In [1]:
import os
import json

from urllib.parse import urlparse

import numpy as np
import pandas as pd

import matplotlib as mp
%matplotlib inline
import matplotlib.pyplot as plt
import matplotlib.cm as cm
import matplotlib.colors as mcolors

import utils as ut

In [2]:
os.chdir(os.path.expanduser('~/notebooks/Data-Provenance-Collection'))

# Prepare data

## Dimension data

In [3]:
with open('constants/domain_groups.json', 'rt') as f:
    domain_groups = json.load(f)
    domain_groups = {
        v: k
        for k, vs in domain_groups.items()
        for v in vs
    }

In [4]:
with open('constants/task_groups.json', 'rt') as f:
    task_groups = json.load(f)
    task_groups = {
        v: k
        for k, vs in task_groups.items()
        for v in vs
    }

In [5]:
with open('constants/license_classes.json', 'rt') as f:
    license_classes = json.load(f)
    license_classes = {k : v[0] for k, v in license_classes.items()}
    license_classes['Custom'] = 'Unspecified'

## Summary files

In [6]:
summaries = {}
for file in os.listdir('data_summaries'):
    if file.startswith('_template') or file in ('audio', 'video'):
        continue
    
    with open(os.path.join('data_summaries', file), 'rt') as f:
        summaries[file.split('.')[0]] = json.load(f)

## List of datasets

In [7]:
dat = pd.read_csv('src/summary-tables/papers.csv') \
    .rename({'collection': 'Collection'}, axis=1) \
    .set_index('Collection')
dat = dat.loc[dat['modality'] == 'finetune'].drop(['modality', 'cites'], axis=1)

In [8]:
files = [y for x in dat['summary_keys'].str.split('|').tolist() for y in x]

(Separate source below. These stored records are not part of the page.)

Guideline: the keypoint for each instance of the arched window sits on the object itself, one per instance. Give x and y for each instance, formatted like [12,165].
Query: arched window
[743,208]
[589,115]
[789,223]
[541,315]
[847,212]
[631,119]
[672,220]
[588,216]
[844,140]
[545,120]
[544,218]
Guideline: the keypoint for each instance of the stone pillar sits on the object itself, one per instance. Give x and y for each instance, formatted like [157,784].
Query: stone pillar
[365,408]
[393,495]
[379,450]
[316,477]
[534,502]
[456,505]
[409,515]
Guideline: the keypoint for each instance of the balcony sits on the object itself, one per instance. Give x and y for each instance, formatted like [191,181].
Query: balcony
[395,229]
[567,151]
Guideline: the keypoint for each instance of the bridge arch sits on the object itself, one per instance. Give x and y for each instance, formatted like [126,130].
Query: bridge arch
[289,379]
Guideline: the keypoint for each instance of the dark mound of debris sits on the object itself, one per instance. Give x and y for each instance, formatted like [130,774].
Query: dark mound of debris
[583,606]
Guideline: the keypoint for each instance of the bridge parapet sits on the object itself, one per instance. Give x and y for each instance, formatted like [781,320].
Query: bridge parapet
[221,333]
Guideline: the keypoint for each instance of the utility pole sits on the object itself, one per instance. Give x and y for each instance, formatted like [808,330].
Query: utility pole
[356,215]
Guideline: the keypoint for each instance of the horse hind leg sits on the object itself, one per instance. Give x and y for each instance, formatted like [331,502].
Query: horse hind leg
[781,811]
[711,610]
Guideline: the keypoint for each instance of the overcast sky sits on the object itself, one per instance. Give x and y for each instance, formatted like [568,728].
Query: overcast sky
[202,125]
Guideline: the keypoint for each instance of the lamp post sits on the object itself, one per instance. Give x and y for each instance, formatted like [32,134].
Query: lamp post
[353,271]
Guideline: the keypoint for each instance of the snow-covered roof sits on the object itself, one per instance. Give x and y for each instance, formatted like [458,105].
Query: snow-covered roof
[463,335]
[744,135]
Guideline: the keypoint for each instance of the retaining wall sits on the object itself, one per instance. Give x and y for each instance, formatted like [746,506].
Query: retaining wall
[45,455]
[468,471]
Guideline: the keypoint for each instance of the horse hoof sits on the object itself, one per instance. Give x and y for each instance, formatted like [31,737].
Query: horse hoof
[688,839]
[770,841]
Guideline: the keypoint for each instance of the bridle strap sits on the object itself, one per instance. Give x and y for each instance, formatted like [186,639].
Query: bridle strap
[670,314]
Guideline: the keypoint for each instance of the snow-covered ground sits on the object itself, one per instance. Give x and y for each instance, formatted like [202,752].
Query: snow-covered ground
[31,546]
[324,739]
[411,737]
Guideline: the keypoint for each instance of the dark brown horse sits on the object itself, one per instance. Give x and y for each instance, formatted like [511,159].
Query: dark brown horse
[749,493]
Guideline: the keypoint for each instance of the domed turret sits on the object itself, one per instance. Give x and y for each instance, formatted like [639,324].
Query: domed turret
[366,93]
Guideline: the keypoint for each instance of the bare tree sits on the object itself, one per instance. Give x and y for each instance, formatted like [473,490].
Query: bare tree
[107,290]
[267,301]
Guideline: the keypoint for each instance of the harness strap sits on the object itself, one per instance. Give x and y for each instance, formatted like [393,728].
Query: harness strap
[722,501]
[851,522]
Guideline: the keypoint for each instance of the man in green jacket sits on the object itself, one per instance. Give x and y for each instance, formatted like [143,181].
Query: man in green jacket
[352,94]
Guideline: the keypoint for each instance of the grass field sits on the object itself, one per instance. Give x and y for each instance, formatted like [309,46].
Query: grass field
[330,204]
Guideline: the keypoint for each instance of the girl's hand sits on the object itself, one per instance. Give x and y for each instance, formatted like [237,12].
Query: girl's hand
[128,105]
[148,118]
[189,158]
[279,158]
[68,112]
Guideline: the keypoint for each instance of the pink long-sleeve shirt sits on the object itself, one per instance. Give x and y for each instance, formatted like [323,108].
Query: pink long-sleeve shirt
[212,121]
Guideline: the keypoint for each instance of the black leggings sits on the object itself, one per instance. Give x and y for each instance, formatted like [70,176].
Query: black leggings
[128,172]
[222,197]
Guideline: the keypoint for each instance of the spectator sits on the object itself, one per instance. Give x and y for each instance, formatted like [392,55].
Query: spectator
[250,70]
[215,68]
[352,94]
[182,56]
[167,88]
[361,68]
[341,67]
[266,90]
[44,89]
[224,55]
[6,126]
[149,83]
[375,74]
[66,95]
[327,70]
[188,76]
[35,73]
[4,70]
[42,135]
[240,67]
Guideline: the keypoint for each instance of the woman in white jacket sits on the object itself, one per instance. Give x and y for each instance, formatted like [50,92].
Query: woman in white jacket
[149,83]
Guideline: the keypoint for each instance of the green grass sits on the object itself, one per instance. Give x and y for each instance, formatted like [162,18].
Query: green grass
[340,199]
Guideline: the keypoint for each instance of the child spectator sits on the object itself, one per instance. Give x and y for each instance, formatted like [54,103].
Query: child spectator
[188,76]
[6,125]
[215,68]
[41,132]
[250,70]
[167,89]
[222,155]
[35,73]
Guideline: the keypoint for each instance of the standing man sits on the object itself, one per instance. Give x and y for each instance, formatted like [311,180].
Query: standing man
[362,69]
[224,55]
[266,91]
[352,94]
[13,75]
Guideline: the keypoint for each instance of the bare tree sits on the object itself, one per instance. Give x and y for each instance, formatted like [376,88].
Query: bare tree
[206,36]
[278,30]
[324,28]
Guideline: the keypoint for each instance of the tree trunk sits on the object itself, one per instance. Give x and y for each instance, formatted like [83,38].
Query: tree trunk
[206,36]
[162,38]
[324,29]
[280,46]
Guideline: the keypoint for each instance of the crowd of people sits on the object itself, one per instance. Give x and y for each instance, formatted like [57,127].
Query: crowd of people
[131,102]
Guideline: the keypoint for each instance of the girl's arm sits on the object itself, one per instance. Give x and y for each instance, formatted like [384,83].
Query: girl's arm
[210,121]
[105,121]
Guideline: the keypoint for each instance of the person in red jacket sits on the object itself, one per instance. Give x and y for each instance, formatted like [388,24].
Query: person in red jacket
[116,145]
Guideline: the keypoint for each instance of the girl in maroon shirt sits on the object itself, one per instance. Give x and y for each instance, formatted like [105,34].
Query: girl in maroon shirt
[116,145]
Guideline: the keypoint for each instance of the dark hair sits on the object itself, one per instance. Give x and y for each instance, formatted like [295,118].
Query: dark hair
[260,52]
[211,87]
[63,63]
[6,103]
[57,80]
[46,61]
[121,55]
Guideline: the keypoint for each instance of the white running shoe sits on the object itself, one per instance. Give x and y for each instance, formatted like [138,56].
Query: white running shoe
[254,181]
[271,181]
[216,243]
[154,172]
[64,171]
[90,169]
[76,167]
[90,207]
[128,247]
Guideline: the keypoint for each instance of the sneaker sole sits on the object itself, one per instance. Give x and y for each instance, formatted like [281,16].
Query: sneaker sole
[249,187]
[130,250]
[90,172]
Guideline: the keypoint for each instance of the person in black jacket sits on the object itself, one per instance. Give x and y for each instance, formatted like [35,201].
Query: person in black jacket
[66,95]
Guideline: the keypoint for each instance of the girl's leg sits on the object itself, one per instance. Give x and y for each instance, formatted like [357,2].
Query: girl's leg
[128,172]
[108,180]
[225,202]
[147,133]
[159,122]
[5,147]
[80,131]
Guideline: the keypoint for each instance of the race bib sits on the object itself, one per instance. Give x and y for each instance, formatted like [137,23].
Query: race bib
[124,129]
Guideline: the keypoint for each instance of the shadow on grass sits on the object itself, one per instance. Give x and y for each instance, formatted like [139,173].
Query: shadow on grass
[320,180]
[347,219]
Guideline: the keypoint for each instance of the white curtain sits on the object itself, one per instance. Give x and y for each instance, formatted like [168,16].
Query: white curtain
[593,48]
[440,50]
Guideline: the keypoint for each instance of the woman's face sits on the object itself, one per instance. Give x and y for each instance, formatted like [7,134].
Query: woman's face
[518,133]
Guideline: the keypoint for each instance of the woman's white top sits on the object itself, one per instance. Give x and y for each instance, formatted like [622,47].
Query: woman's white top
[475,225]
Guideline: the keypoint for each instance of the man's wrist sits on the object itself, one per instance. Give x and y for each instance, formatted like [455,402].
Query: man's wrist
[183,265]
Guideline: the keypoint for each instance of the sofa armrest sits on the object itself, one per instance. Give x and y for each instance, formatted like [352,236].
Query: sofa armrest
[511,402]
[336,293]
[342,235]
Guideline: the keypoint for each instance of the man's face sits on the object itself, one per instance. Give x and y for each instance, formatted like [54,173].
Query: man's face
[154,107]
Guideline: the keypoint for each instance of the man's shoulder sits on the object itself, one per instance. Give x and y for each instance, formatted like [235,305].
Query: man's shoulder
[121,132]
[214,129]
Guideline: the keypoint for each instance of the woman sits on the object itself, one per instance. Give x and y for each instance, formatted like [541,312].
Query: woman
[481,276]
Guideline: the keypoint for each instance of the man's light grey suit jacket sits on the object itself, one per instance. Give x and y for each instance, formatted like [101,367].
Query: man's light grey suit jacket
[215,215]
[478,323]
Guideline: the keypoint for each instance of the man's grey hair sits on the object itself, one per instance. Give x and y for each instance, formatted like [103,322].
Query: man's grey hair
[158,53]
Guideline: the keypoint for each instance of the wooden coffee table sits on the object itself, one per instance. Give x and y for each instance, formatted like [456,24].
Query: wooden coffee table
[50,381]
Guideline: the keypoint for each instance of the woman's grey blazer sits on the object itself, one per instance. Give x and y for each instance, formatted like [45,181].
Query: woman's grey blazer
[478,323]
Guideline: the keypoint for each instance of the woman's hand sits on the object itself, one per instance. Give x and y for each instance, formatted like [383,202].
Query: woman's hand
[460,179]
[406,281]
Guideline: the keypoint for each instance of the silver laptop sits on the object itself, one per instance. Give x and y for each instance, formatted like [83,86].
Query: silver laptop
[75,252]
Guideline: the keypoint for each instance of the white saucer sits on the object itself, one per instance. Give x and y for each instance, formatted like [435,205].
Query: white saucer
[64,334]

assert set(files) <= set(summaries.keys())

### Datasets without entries in papers.csv

In [9]:
set(summaries.keys()) - set(files)

{'Airoboros',
 'Alpaca',
 'Anthropic HH-RLHF',
 'Baize Chat Data',
 'Book Summaries',
 'Camel-AI Science',
 'CoT Collection',
 'Code Alpaca',
 'CommitPackFT',
 'Dolly 15k',
 'Flan Collection (Chain-of-Thought)',
 'Flan Collection (Dialog)',
 'Flan Collection (Flan 2021)',
 'Flan Collection (P3)',
 'Flan Collection (Super-NaturalInstructions)',
 'GPT-4-Alpaca',
 'GPTeacher',
 'Glaive Code Assistant v2',
 'Glaive Code Assistant v3',
 'Gorilla',
 'HC3 (Chinese)',
 'HC3 (English)',
 'Joke Explanation',
 'LIMA',
 'Longform',
 'Lumos Grounding',
 'Lumos Planning',
 'NomicAI GPT4AllJ',
 'OIG',
 'Open Assistant',
 'Open Assistant OctoPack',
 'Open Orca',
 'OpenAI (Summarize from Feedback)',
 'OpenAI (WebGPT)',
 'PII-Masking-200k',
 'Preference Collection',
 'Seacrowd',
 'Self-Instruct',
 'ShareGPT Vicuna',
 'Stack Exchange Instruction',
 'Stanford Human Preferences',
 'StarCoder Self-Instruct',
 'Tasksource Instruct',
 'Tasksource Symbol-Tuning',
 'Tiny Stories',
 'Tool-Llama',
 'ToxicChat',
 

# Make tables

In [10]:
dataset_level = []
for collection in dat.index:
    for file in dat.loc[collection, 'summary_keys'].split('|'):
        for k in summaries[file].keys():
            assert 'Licenses' in summaries[file][k].keys()
            assert isinstance(summaries[file][k]['Licenses'], (list, tuple))
            
            assert 'Languages' in summaries[file][k].keys()
            assert isinstance(summaries[file][k]['Languages'], (list, tuple))
            
            assert 'Text Sources' in summaries[file][k].keys()
            assert isinstance(summaries[file][k]['Text Sources'], (list, tuple))

            assert 'Task Categories' in summaries[file][k].keys()
            assert isinstance(summaries[file][k]['Task Categories'], (list, tuple))

            langs = summaries[file][k]['Languages']
            domains = [domain_groups[d] for d in summaries[file][k]['Text Sources']]
            tasks = [task_groups[d] for d in summaries[file][k]['Task Categories']]
            licenses = [lic['License'] for lic in summaries[file][k]['Licenses']]
            mgen = len(set(summaries[file][k]['Model Generated']) - set([''])) > 0

            year = None
            if 'arxiv.org' in summaries[file][k]['ArXiv URL']:
                year = summaries[file][k]['ArXiv URL']
                year = urlparse(year).path.split('/')[-1]
                year = '20' + year[0:2]
            
            if year is None and 'Inferred Metadata' in summaries[file][k].keys():
                year = summaries[file][k]['Inferred Metadata']['HF Date']
                year = year.split('-')[0]
            
            dataset_level += [{
                'collection': collection,
                'summary_key': file,
                'sub': k,

                'datasets': 1,
                'year': year,
                'langs': langs,
                'domains': domains,
                'tasks': tasks,
                'licenses': licenses,
                'mgen': mgen,
            }]
dataset_level = pd.DataFrame(dataset_level)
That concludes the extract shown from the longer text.